问题
Using matplotlib, python3.6. I am trying to create some quiverkeys for a quiver plot but having a hard time getting the label colors to match certain arrows. Below is a simplified version of the code to show the issue. When I use the same color (0.3, 0.1, 0.2, 1.0 ) for a vector at (1,1) and as 'labelcolor' of a quiverkey I see 2 different colors.
q=plt.quiver([1, 2,], [1, 1],
[[49],[49]],
[0],
[[(0.6, 0.8, 0.5, 1.0 )],
[(0.3, 0.1, 0.2, 1.0 )]],
angles=[[45],[90]])
plt.quiverkey(q, .5, .5, 7, r'vector2', labelcolor=(0.3, 0.1, .2, 1),
labelpos='S', coordinates = 'figure')
回答1:
Supposedly you meant to be using the color
argument of quiver
to set the actual colors.
import matplotlib.pyplot as plt
q=plt.quiver([1, 2,], [1, 1], [5,0], [5,5],
color=[(0.6, 0.8, 0.5, 1.0 ), (0.3, 0.1, 0.2, 1.0 )])
plt.quiverkey(q, .5, .5, 7, r'vector2', labelcolor=(0.3, 0.1, .2, 1),
labelpos='S', coordinates = 'figure')
plt.show()
Else, the C
argument is interpreted as the values to map to colors according to the default colormap. Since you only have two arrows, only the first two values from the 8 numbers in the array given to the C
argument are taken into account.

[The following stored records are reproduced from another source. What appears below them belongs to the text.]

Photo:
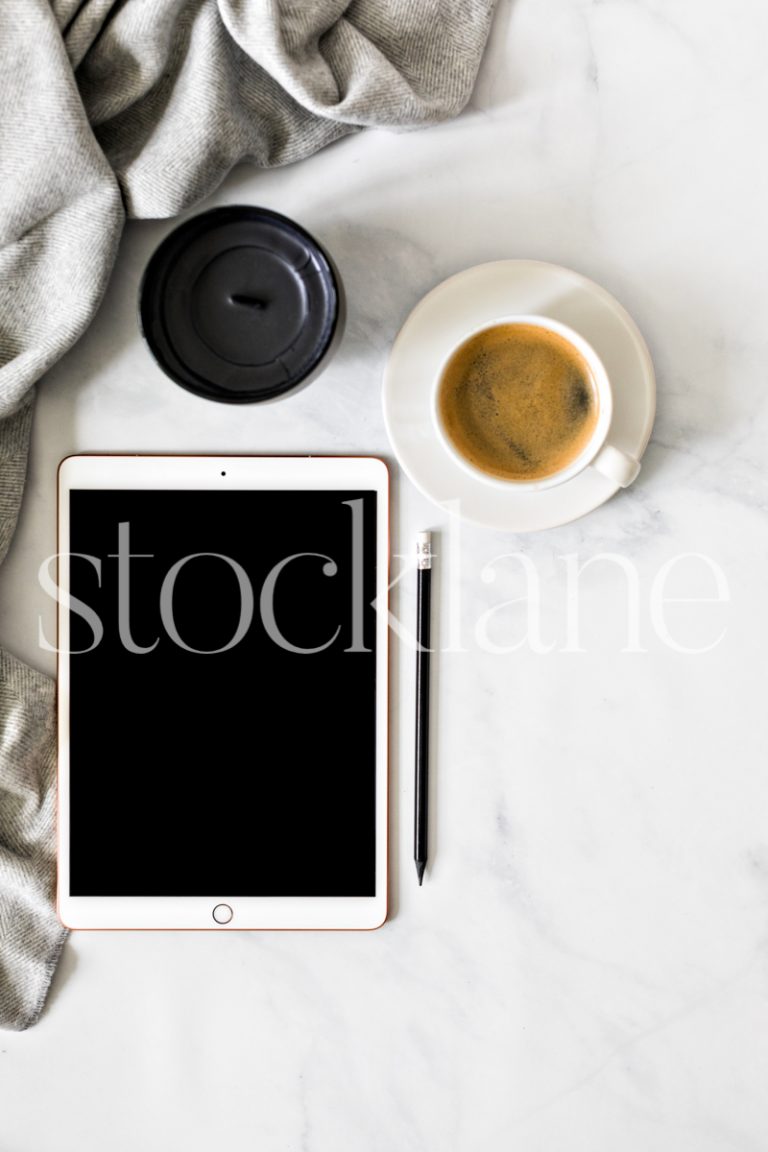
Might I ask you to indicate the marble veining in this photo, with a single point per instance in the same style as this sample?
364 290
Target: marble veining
586 965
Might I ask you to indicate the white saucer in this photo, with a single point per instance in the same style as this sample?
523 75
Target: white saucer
469 300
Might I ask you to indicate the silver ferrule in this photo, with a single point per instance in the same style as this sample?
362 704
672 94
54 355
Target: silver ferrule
424 550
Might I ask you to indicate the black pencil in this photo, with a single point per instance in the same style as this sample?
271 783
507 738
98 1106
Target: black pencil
421 790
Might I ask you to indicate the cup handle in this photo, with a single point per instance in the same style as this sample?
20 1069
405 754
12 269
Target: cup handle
617 465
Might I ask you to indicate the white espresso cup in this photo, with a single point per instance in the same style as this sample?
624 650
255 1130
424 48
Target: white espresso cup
599 452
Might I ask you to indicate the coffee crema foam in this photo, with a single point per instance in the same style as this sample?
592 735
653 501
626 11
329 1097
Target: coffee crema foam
518 401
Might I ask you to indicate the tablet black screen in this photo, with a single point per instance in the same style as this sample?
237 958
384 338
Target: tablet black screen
242 772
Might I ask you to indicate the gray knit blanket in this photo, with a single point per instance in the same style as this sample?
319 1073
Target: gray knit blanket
139 107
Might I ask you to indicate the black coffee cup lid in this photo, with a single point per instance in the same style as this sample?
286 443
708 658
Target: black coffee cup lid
240 304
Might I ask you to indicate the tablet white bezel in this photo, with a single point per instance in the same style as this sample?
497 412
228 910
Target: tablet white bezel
223 472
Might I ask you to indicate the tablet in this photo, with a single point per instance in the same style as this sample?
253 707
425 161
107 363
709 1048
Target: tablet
222 692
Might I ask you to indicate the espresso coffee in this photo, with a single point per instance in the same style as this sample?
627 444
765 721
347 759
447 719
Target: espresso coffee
518 401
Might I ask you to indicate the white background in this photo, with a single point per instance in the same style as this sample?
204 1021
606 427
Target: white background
586 967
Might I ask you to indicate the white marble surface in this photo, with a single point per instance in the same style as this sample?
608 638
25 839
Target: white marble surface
586 967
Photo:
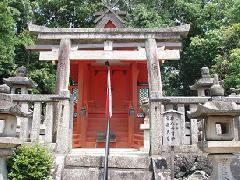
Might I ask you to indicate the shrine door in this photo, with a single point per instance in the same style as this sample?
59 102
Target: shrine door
121 93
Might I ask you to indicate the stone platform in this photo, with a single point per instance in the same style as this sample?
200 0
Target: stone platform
124 164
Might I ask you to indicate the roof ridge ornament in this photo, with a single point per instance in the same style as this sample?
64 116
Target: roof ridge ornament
110 3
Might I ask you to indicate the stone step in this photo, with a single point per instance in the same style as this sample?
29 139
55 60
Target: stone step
115 161
114 174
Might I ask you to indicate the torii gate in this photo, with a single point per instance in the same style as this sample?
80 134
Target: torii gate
154 45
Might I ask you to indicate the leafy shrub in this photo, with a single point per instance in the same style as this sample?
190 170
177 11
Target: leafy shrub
30 163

But the colormap normalization uses all of those values, such that it ranges between 0.1 and 1.0. The call
q=plt.quiver([1, 2,], [1, 1], [5,0], [5,5],
[(0.6, 0.8, 0.5, 1.0 ), (0.3, 0.1, 0.2, 1.0 )])
is hence equivalent to
q=plt.quiver([1, 2,], [1, 1], [5,0], [5,5],
[0.6, 0.8], norm=plt.Normalize(vmin=0.1, vmax=1))
resulting in the first arrows color to be the value of 0.6 in the viridis colormap normalized between 0.1 and 1.0, and the second arrow to 0.8 in that colormap.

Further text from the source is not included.